A student wants to prepare a 0.1-molar solution of silver nitrate, AgNO3, in a volumetric flask that can contain 100 milliliters of water. How much silver nitrate does the student need to dissolve? Give your answer to one decimal place.

The molar mass of nitrogen is 14 grams per mole, oxygen is 16 grams per mole, and silver is 108 grams per mole. In this question, a student is going to prepare a solution of silver nitrate in a volumetric flask that is designed to contain 100 milliliters of solution. The solute of the solution is solid silver nitrate, and the student will need to use a balance to measure the mass in grams. After adding the solid silver nitrate to the flask, the student will dissolve the solid silver nitrate in water, which is the solvent, and add enough water to the flask to reach a final volume of 100 milliliters of solution. We are told that the final concentration of the silver nitrate solution must be 0.1 molar. Our job in solving this problem is to determine the amount of silver nitrate in grams that the student must dissolve in water to make the 0.1-molar solution of silver nitrate.

The molar concentration, or molarity, of a solution is a measure of the number of moles of solute per liter of solution. In this problem, the units of molarity are written as a capital M. However, the units moles per liter are also often written to represent molarity.

During our problem-solving process, we’ll need to make use of the molarity equation. In this equation, 𝑛 is the number of moles of solute, 𝑐 is the molarity of the solution in moles per liter, and 𝑣 is the volume of the solution in liters. Before we can use the molarity equation, we need to convert the 100 milliliters of solution to liters. Then, we can substitute the molar concentration and volume of the solution into the equation to determine the amount of moles of silver nitrate. Our last step will be to convert the amount of moles of AgNO3 to grams.

Let’s begin by converting the volume of the solution from milliliters to liters. There are 1000 milliliters per one liter. To perform the conversion, we will need to multiply the volume of the solution, which is 100 milliliters, by one liter per 1000 milliliters. The result is 0.1 liters.

Now, we’re ready to substitute the concentration of the solution and the volume of the solution into the molarity equation.
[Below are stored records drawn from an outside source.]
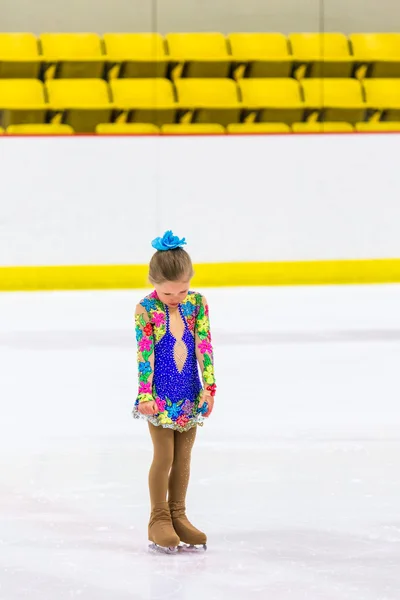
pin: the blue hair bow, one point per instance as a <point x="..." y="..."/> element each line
<point x="169" y="241"/>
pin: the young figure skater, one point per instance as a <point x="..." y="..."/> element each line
<point x="173" y="335"/>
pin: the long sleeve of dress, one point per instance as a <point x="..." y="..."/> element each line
<point x="204" y="349"/>
<point x="145" y="353"/>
We can write 𝑛 equals 0.1 moles per liter multiplied by 0.1 liters. The result is 0.01 moles, which is the amount of moles of AgNO3. Because the amount in moles of a substance cannot be directly measured using a laboratory balance, we now need to convert the amount of moles of silver nitrate to grams.
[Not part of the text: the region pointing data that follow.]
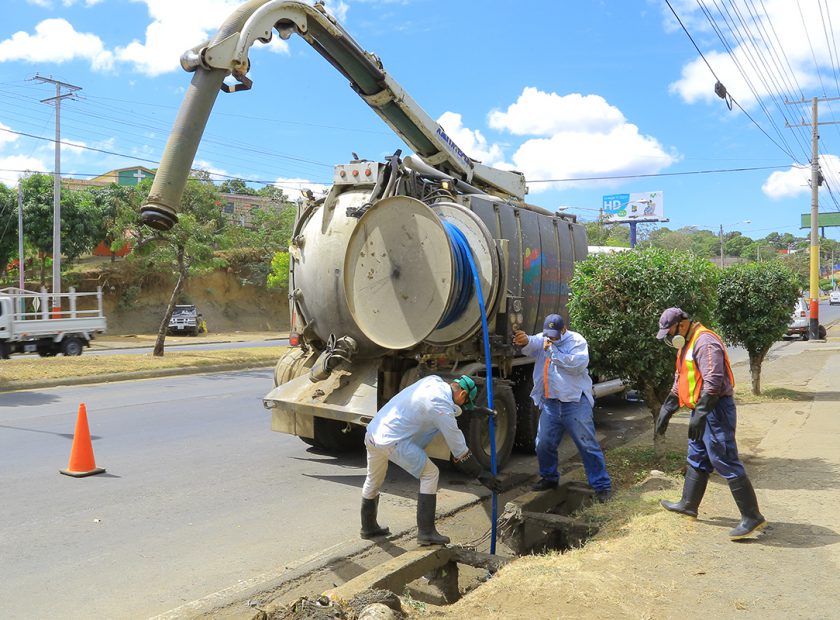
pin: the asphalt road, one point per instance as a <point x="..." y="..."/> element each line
<point x="199" y="497"/>
<point x="205" y="346"/>
<point x="200" y="502"/>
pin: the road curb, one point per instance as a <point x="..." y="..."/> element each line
<point x="16" y="386"/>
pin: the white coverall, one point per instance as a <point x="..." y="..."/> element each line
<point x="402" y="429"/>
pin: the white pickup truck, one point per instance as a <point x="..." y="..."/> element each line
<point x="28" y="323"/>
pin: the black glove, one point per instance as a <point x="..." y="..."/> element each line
<point x="472" y="467"/>
<point x="490" y="481"/>
<point x="483" y="412"/>
<point x="669" y="408"/>
<point x="697" y="424"/>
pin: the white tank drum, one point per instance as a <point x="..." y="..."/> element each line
<point x="316" y="278"/>
<point x="406" y="277"/>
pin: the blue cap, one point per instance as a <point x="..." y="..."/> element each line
<point x="553" y="325"/>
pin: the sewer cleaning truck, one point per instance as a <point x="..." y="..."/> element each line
<point x="380" y="289"/>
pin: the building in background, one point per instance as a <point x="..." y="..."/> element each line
<point x="236" y="208"/>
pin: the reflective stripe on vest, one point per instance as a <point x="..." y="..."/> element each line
<point x="545" y="377"/>
<point x="689" y="379"/>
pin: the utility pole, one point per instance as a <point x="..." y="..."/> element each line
<point x="71" y="90"/>
<point x="20" y="245"/>
<point x="816" y="181"/>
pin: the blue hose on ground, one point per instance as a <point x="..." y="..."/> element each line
<point x="461" y="250"/>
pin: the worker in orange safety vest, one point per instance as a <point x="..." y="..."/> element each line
<point x="703" y="382"/>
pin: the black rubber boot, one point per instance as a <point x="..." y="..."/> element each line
<point x="370" y="528"/>
<point x="751" y="519"/>
<point x="693" y="491"/>
<point x="426" y="532"/>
We can make use of the following equation to help us. In this equation, 𝑛 is the number of moles, lowercase 𝑚 is the mass in grams, and capital 𝑀 is the molar mass in grams per mole. We will need to calculate the molar mass of silver nitrate first before we can use the equation.

The molar mass of silver nitrate can be calculated by adding together the average molar masses of the atoms that make up a formula unit of silver nitrate. One formula unit of silver nitrate is composed of one silver atom, one nitrogen atom, and three oxygen atoms. Next, we need to multiply the number of each type of atom by the average molar masses of the atoms, which are provided in the problem. After adding together the results of these calculations, we get an answer of 170 grams per mole, which is the molar mass of silver nitrate.

Now, we’re ready to substitute the amount of moles of silver nitrate, which was our answer from step two, and the molar mass of silver nitrate into the equation. We can write 0.01 moles equals lowercase 𝑚 divided by 170 grams per mole. We can rearrange the equation to solve for 𝑚. We get 𝑚 equals 170 grams per mole multiplied by 0.01 moles. After multiplying, the result is 1.7 grams. The student will need to dissolve 1.7 grams of silver nitrate to produce 100 milliliters of a 0.1-molar solution of silver nitrate.